A systematic review and meta-analysis of differential detection by breast density for 3D mammography and 2D mammography in population-based breast screening
Tong L
The University of Sydney, Australia
: J Womens Health, Issues Care
Abstract
Background and Aims: Detection measures for 3D mammography have been compared with 2D mammography in various population-screening settings, however there is limited evidence on 3D mammography’s comparative performance by breast density. We examined whether 3D mammography (versus 2D) is detecting differentially in women with highor low-density screens. Methods: This systematic review and meta-analysis searched six electronic databases from 2009 to 2020 to identify studies comparing 3D mammography and 2D mammography in women attending population-based screening, and reporting cancer detection rate (CDR; per 1,000 screens) and/or recall rate (percent) by breast density. Random effects meta-analysis was performed to pool incremental CDR and recall rate (3D versus 2D) for high and low density, and within-study absolute differences in incremental estimates between high and low density. Screening interval subgroups (biennial/annual) were compared. Results: We identified 565 studies; 13 studies were included, enrolling 522,846 3D mammography and 715,889 2D mammography participants. Pooled incremental CDR for 3D mammography (versus 2D) was 1.2/1,000 for low-density screens (95%CI: 0.7, 1.6; p<0.001; I2=40%) and 2.2/1,000 for high-density screens (95%CI: 1.4, 2.9; p<0.001; I2=43%).
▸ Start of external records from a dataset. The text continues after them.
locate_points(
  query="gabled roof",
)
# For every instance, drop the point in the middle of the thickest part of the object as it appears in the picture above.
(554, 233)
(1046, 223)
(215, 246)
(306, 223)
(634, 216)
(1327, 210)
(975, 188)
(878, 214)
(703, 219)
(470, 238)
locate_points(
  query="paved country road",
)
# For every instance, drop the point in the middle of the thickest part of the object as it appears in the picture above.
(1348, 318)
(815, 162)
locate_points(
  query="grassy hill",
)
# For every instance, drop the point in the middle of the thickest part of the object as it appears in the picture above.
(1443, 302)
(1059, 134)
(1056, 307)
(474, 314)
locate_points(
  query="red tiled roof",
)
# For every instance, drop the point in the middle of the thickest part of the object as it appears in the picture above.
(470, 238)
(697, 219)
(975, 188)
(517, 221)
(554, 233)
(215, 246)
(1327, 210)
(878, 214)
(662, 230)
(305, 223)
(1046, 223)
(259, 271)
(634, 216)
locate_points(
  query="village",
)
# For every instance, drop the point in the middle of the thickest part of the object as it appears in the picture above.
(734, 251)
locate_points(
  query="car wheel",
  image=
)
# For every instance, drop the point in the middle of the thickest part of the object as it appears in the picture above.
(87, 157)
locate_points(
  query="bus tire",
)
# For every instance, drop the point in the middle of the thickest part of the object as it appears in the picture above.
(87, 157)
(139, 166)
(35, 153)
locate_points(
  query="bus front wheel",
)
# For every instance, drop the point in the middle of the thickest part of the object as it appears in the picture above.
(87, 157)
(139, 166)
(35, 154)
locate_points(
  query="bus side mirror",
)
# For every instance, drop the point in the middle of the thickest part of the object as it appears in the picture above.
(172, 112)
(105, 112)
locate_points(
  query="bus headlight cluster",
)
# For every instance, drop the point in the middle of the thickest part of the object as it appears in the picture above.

Pooled within-study difference in incremental CDR for high versus low density was 1.0/1000 screens (95%CI: 0.3, 1.6, p=0.003; I2=10%). For incremental recall rate, within-study differences between density strata differed by screening interval (p<0.001). Pooled incremental recall rate for 3D mammography was reduced in high- versus low-density screens (-0.9%; 95%CI: -1.4%, -0.4%; p<0.001; I2=61%) in annual screening, and greater (0.8%; 95%CI: 0.3, 1.3%, p=0.001; I2=9%) in biennial screening. Conclusions and Significance: Increase in CDR from 3D mammography (versus 2D) is greater in high- than low-density screens, whereas differential incremental recall by density depended on screening interval. The finding is timely and pertinent in the evolving landscape of breast screening that includes deliberation regarding adoption of 3D mammography, breast density notification, and large-scale trials of risk-stratified breast screening
Biography
Dr Li is an early career researcher with multidisciplinary background and skills, covering from health information management, medical imaging to public health. She is currently a Research Fellow in the Breast Cancer Clinical and Population Health stream. Dr. Li’s past research has focused on improving breast imaging and clinicians’ performance through image test set approaches with more than 30 publications. Dr Li is now transitioning her research from the artificial screening context to better quality research methods such as screening studies that reflect real-world populations. Dr Li’s research interest covers early detection and screening of cancer, mammographic breast density, digital breast tomosynthesis and digital mammography, and epidemiology of breast cancer.